Monday, June 19, 2017

Witchcraft among the Azande

If you're interested in Peter Winch on understanding others, you might be interested in this documentary. Perhaps it's well known, but I only just found it:

And here's one on Evans-Pritchard:

I haven't watched either one yet, so can't guarantee their quality. 



  2. "Azande witchcraft" has long been a go-to example in Anthropology for the problem of cultural relativity, but I'd never seen this video. I've looked at about half of the first video (Part 1 and a bit of Part 2), and there seem to be a lot of problems with the way the Azande cultural practices are understood by the observer. The language used by the commentator, English, but more importantly the lack of theoretical distance in its use, is inadequate to express the interpretation of reality as understood by the Azande here. There are a lot of problems, but one is that the words 'witch' and especially 'witchcraft' are inadequate and misleading. The entity that is called a "witch" here is understood by the Azande as a malevolent force that someone "has", not something that someone "is"; it is not really to be identified with the essence of a person, so the use of the lexical component '-craft', which indicates a purposive activity of an a person as agent, I don't think is appropriate. In some other West African cultures the "witch"
    leaves the person's body during sleep at night and is identified with certain night birds (in these languages the word for 'bird' and the word for "witch", in this sense, are the same.) The idea is probably closer to the European concept of "possession", but without the overt manifestations. People (Azande) sometimes conflate these, as we can see here. The term 'magic' also does not give an accurate understanding of the Azande practices for arriving at explanations. The concept of causality in this case lacks an operative component of observable evidence and especially the notion of mechanism as evidence driven pursuit of the dependency relations. In the everyday problems shown here, causal explanation is bound up with the understanding of ethical norms. If a person is judged to be doing wicked things to others, the wickedness will be attributed to the "witch" in their belly. If you have two people, and one is seen as kind, while the other is not kind, the latter is more likely to be thought to have a "witch" in their belly. (I use "witch" here because African creole languages use 'witch' or its cognates, but 'witch' as used by an African speaker of English or a creole language does not denote the same phenomenon as the same word used by a European.) Conventional belief tends to take precedence over particulars of the case in the determination rituals. Note that justice is achieved by compensation and atonement, rather than the punishment which was done in the old days.
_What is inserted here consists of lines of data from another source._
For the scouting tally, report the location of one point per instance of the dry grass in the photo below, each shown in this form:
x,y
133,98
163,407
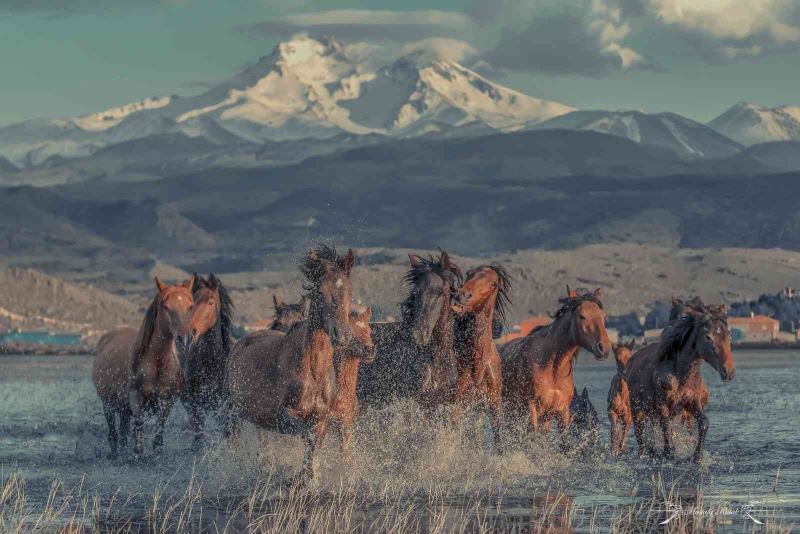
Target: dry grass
x,y
270,506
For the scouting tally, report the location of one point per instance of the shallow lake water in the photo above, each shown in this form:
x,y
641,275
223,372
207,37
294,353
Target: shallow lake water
x,y
51,428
    1. Thanks very much for this. I'm afraid I still haven't watched the videos, so I can't really comment. From what you say perhaps they aren't worth watching, although talk about witches and witchcraft among the Azande are not confined to these sources. (Which is not to say you're wrong, of course.)

    2. No, you should still watch them. I don't know the current state of the art on the Azande example in anthropology, but it always struck me that, as with the linguist Benjamin Lee Whorf, in the past (and maybe even now) even anthropologists suffered from an inability to break free from conventional parochialism and enter into the way of understanding the world of a different language and culture. Understanding those others whose language provides a different interpretation of experience from one's own requires perhaps a third perspective independent of the first two.

    3. Acquiring that perspective doesn't sound easy, but all things excellent are as difficult as they are rare, as Spinoza says. Winch talks about needing to expand our stock of concepts, which seems like a good (if difficult) thing to do.